Après les maisons et beffrois vus par des peintres qui
inscrivent pour la première fois des paysages dans des tableaux religieux,
le conférencier revenu devant les amis du musée de Grenoble
a choisi quelques artistes remarquables du XV° siècle pour leurs chefs
d’oeuvres destinés aux églises, et aux riches croyants en voyage, avec en
prime, en leur avènement, des portraits saisissants.
Charles le Téméraire qui apparaît dans le
« Retable de Sainte Colombe » de Van der Weyden, meurt en 1477 sans
héritier mâle, sa fille Marie épouse Maximilien de Habsbourg, empereur
germanique qui laissera à son petit fils Charles Quint la moitié de l’Europe.
Les possessions
Bourguignonnes sont morcelées. Les canaux s’ensablent, les villes d’Ypres,
Bruges et Gand déclinent, alors qu’Anvers devient un centre économique important
où travaillent les orfèvres. La brillante cour ducale de Bruxelles attire
peintres, sculpteurs, enlumineurs, tapissiers.

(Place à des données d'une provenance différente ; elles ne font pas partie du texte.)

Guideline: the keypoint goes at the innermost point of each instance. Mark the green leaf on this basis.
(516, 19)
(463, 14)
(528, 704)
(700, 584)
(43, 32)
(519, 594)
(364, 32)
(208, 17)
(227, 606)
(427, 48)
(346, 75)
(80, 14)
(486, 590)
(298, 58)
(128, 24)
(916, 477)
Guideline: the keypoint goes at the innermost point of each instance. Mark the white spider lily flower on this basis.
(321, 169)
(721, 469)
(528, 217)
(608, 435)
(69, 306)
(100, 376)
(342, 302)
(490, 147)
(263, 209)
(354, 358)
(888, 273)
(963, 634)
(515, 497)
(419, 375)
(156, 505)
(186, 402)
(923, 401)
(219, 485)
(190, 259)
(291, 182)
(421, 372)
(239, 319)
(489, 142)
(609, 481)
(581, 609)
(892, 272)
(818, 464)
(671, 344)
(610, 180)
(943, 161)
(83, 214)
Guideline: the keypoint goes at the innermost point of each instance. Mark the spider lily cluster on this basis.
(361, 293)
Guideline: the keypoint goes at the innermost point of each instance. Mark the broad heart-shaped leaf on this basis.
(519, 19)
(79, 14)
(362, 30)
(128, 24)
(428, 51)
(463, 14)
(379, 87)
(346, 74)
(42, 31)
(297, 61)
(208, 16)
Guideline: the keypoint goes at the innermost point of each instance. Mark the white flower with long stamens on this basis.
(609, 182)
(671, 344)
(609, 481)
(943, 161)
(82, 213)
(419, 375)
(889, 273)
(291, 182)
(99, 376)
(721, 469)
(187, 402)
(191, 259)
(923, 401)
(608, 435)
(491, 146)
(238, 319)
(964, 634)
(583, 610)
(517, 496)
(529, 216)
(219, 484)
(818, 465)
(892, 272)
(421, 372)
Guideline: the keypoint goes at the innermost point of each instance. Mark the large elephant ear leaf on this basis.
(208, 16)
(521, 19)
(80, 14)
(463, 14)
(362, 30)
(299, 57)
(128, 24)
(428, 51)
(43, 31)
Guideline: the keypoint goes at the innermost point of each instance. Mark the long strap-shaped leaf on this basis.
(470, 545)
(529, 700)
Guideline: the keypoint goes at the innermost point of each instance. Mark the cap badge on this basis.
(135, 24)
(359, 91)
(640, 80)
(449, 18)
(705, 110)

Van Eyck, s’il n’est pas l’inventeur de la
peinture à l’huile, a bien utilisé ce produit nouveau pour sa fluidité, son brillant, peignant une foule
de détails somptueux. L’utilisation de la toile qui remplace petit à petit le
bois permet également des œuvres monumentales. Jan, frère d’Hubert Van Eyck, a
réalisé des missions diplomatiques pour Philippe le Bon pour lequel il était
plus qu’un valet de chambre.
Son retable de « L’Adoration de l'Agneau
mystique » composé de 24 panneaux a été volé treize fois en six siècles.
Pour situer sa place centrale dans notre civilisation, le traité de Versailles
en 1918 a
contraint l’Allemagne à restituer les panneaux volés et même ceux qui furent
achetés.Adam et Eve y sont en
majesté, tellement humains.
L’engouement pour les peintres flamands, qu’il ne convient
plus m’a-t-il semblé de traiter de « primitifs », est toujours fort
du côté de Berlin, de Madrid ou dans l’aire
de la ligue hanséatique qui avait transporté des centaines de retables
dans ses bateaux.
« Le portrait
des époux Arnolfini » dont
chaque détail peut être examiné avec soin et admiration, est une
prouesse technique : rien que sur le miroir entouré de scènes de l’ancien
et du nouveau testament figure un autoportrait du peintre.
« La
Vierge du
chancelier Rolin » où le donateur « est à la
hauteur » ne comporterait pas moins de 130 références au Cantique des
cantiques : jardin clos, rose sans épine, carrelage avec des étoiles à
huit branches : l’étoile du matin...
Les «
Portraits du cardinal Niccolò Albergati» permettent de voir
le passage du dessin à la peinture et la virtuosité des deux manières.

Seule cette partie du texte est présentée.